Tedavide 2 önemli nokta
Hastalarda alerji ve sürekli gözü ovalama davranışı varsa, gerekli tıbbi tedaviyi başlattıklarını ve hastaları gözlerini ovalamamaları konusunda uyardıklarını aktaran Gümüş, "Tedavide iki ana nokta çok önemlidir. Bunlardan birincisi hastalığın ilerlemesinin durdurulması, ikincisi de hastalığın meydana getirdiği görme bozukluğunun giderilmesidir. Keratokonus hastalığının durdurulmasında en etkin ve güvenilir yöntem ise korneal çapraz bağlama (cross-linking) tedavisidir. Bu tedavi ile zayıflamış kornea daha sağlam bir hale getirilmekte ve hastalık etkin bir şekilde durdurulabilmektedir. Korneal çapraz bağlama tedavisi tek başına uygulanabilirken bazı hastalarda intrastromal halka tedavisi ya da lazer uygulamalarıyla da kombine edilebilmektedir" ifadelerini kullandı.

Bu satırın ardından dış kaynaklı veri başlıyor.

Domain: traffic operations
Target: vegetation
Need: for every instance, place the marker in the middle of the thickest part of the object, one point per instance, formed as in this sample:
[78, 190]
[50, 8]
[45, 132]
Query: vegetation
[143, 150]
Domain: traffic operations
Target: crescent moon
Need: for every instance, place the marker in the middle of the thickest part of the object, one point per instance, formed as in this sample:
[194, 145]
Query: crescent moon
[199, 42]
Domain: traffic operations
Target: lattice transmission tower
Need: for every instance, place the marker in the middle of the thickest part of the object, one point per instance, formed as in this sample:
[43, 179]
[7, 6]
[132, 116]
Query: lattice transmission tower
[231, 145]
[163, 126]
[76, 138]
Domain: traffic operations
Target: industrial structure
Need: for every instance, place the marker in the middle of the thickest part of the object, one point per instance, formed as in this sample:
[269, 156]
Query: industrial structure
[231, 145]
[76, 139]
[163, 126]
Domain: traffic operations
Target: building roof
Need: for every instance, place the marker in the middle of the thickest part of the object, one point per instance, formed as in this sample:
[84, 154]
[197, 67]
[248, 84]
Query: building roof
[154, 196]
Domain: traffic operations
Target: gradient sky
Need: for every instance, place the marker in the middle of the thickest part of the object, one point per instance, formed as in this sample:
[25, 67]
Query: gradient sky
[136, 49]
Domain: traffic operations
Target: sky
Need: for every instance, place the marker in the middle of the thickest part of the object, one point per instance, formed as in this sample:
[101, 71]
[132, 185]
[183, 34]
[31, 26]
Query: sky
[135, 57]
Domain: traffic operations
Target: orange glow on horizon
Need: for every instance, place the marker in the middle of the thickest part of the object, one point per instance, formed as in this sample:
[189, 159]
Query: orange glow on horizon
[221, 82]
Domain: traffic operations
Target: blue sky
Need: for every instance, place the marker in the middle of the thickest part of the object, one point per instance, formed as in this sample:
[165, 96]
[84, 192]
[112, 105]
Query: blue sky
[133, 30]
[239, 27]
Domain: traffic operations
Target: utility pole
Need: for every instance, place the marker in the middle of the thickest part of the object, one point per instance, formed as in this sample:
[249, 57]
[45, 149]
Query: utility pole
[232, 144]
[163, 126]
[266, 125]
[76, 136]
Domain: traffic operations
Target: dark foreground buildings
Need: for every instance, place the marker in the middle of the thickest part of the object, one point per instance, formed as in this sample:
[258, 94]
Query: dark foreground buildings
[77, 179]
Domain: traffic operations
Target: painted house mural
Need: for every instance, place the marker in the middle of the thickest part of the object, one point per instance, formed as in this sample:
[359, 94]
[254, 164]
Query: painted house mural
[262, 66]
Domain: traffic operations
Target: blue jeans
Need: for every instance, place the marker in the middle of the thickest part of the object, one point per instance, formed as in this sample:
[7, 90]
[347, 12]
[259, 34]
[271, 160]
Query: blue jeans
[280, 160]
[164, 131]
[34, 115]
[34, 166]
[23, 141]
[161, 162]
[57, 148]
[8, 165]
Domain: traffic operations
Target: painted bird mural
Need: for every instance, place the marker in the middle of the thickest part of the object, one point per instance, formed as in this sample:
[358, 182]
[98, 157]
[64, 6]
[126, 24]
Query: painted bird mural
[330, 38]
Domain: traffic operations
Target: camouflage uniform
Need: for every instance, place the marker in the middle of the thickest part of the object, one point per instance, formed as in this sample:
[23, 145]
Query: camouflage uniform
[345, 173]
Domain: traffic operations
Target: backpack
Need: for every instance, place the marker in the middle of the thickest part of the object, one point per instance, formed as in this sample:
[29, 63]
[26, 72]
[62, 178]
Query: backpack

İleri evrede tek çözüm kornea nakli
Keratokonus hastalarında görme düzey ve kalitesini arttırmak için gözlük, yumuşak kontak lensler, sert gaz geçirgen kontak lensler, yumuşak keratokonus kontak lensleri, hibrid lensler ve skleral lenslerin denenebildiğine işaret eden Gümüş, bunlara alternatif olarak bazı hasta gruplarında, kornea içerisine yerleştirilen halka tedavisinin ve doğal lensin önüne ya da iris önüne yerleştirilebilen kişiye özel lenslerin de görme düzeyinin arttırılmasında başarılı olabildiğini kaydetti.
Prof. Dr. Koray Gümüş, "Çok ileri evrelerde, özellikle korneasında skar gelişen yani kalıcı lekelenmenin meydana geldiği olgularda ise günümüz koşullarında tek çözüm kornea naklidir. Ancak unutulmamalıdır ki kornea naklinden sonra oluşan astigmatın düşürülmesi ve görme düzeyini arttırmak için kontak lens uygulaması, torik göz içi mercek yerleştirilmesi gibi ilave tedavilere ihtiyaç duyulabilmektedir." değerlendirmesini yaptı.
Gözlerinizi ovalamayın, keratokonusu çağırmayın
Türk Oftalmoloji Derneği Kornea ve Oküler Yüzey Birimi Yürütme Kurulu, "Gözlerinizi ovalamayın, keratokonusu çağırmayın" sloganıyla Uluslararası Refraktif Cerrahi Cemiyeti Başkanı Dr. Renato Ambrosio Jr.'ın global düzeyde başlattığı keratokonus farkındalık kampanyasına da destek veriyor.
Kampanya, erken teşhis ve tedavinin önemini vurgulayarak, toplumda bu hastalığa yönelik bilinci arttırmayı hedefliyor.